Musicoterapia

Galeria dos Bambas: Pixinguinha

Postado por Simão Pessoa

Neto de africanos, Alfredo da Rocha Vianna Filho ou Pixinguinha, nome que mistura o dialeto africano “Pizin Din” (menino bom), dado por uma prima, com “Bexiguinha”, por ter contraído bexiga, foi um dos músicos mais importantes da fase inicial da Música Popular Brasileira (MPB). Ele nasceu no dia 23 de abril de 1897, no bairro da Piedade, zona norte do Rio de Janeiro.

Com um domínio técnico e um dom de improvisação encontrados nos grandes músicos de jazz, Pixinguinha é considerado o maior flautista brasileiro de todos os tempos, além de um irreverente arranjador e compositor. Sua formação inclui o estudo formal da música, o que lhe possibilita ler e escrever partituras, fato pouco habitual entre os músicos populares. Posteriormente, obtém certificado no curso de teoria musical no Instituto Nacional de Música. Nos anos 1930, torna-se funcionário da prefeitura e leciona música em várias escolas cariocas.

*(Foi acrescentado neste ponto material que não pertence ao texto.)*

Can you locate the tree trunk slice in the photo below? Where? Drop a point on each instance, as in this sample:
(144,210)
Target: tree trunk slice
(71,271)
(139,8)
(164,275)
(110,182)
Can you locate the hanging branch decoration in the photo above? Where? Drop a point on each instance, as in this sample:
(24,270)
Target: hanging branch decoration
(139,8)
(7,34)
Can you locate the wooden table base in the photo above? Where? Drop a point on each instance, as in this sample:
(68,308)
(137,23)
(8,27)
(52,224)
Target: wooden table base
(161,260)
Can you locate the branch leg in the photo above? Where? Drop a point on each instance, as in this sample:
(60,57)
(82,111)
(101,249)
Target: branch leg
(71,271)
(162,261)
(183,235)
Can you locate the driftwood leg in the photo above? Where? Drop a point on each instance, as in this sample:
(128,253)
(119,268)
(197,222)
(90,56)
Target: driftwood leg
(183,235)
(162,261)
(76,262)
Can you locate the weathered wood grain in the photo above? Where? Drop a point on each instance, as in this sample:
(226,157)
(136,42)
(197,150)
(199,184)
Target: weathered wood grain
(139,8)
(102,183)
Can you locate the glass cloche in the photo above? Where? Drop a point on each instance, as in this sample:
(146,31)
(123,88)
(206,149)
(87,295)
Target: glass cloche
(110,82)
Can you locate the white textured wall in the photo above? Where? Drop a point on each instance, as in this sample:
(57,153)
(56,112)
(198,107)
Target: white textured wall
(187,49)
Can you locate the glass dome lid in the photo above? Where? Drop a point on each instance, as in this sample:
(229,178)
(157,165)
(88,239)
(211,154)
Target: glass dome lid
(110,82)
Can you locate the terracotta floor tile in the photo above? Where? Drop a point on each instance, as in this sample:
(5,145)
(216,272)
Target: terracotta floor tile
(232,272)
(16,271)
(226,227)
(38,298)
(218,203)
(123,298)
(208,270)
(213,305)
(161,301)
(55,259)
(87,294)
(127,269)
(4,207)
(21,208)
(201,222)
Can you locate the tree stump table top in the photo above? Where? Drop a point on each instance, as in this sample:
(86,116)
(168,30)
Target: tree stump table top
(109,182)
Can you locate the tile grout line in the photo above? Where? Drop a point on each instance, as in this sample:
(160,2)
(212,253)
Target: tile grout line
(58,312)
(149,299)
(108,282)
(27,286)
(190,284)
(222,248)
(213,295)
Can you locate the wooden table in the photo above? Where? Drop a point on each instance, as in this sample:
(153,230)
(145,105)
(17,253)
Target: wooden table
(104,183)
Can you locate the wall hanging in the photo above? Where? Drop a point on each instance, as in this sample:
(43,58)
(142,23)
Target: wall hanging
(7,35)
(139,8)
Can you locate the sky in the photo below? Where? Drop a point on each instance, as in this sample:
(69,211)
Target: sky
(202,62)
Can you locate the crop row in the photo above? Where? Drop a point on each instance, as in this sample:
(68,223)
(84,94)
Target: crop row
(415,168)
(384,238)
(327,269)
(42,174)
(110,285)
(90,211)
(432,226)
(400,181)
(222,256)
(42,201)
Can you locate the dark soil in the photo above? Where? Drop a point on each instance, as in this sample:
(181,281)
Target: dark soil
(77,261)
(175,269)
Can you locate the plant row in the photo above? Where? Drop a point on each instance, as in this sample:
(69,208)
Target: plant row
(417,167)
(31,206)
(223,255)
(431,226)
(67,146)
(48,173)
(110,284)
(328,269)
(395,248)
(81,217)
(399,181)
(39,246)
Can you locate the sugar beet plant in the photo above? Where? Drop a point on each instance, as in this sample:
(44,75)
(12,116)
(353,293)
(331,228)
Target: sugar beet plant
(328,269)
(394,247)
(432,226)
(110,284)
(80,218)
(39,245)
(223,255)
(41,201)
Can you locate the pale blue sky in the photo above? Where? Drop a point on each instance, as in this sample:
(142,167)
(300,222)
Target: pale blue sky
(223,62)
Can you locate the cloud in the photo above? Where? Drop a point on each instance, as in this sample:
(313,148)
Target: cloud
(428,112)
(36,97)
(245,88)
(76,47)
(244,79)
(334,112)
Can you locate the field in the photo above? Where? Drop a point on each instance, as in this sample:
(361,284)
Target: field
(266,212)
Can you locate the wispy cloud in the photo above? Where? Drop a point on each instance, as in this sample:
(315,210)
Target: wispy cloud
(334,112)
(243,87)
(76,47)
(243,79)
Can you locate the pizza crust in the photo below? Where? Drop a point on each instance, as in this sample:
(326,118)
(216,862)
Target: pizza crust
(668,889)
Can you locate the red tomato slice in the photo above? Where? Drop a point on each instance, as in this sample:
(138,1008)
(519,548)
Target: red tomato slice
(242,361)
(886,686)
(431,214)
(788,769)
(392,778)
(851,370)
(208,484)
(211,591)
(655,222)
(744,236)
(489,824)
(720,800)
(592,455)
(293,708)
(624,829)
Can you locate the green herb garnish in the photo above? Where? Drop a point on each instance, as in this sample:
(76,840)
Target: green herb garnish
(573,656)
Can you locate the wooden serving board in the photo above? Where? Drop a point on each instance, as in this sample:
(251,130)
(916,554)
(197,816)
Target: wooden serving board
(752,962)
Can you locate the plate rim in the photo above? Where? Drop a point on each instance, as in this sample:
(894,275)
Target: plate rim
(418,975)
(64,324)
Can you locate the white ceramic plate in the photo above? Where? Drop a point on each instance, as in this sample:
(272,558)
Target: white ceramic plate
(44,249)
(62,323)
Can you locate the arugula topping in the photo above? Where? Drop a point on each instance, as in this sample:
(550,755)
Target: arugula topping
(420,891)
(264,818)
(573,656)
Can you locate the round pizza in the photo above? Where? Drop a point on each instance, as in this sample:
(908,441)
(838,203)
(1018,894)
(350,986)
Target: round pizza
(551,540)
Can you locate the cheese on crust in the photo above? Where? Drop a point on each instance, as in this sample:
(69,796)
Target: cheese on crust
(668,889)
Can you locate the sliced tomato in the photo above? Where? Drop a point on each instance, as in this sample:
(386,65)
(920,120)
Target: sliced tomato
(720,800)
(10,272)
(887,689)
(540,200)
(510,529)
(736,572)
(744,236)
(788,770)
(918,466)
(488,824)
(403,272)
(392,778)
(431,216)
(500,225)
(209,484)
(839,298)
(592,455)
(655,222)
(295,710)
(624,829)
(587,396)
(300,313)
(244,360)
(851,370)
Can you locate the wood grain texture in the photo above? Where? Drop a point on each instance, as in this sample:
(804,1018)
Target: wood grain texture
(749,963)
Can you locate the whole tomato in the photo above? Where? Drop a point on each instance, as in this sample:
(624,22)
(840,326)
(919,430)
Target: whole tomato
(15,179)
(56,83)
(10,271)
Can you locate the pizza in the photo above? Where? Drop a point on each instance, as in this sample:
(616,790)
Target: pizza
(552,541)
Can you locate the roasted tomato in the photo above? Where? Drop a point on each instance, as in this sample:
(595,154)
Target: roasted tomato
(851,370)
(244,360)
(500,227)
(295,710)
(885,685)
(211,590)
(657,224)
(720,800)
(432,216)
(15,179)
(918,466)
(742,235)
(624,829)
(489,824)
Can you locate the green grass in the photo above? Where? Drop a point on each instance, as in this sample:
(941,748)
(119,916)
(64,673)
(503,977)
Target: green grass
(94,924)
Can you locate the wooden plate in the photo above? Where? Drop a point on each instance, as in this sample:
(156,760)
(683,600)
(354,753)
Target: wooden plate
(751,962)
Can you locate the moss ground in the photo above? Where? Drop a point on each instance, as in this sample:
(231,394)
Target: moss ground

Caçula, entre doze irmãos, aos 11 anos, aprende a tocar cavaquinho, mas sua arte se manifesta na flauta e, depois, no saxofone. Passa a infância num ambiente artístico em que o pai é hábil flautista, os irmãos também são músicos, e na casa são comuns as rodas de choro. Alfredo da Rocha Vianna (pai) era conhecido por promover saraus que reuniam em sua casa grandes músicos, como os violonistas João Pernambuco, Quincas Laranjeira e Sátiro Bilhar, Candinho Trombone, o flautista Juca Kallut, o trompetista Luís de Souza, o soprista Irineu de Almeida e o maestro Heitor Villa-Lobos, entre outros.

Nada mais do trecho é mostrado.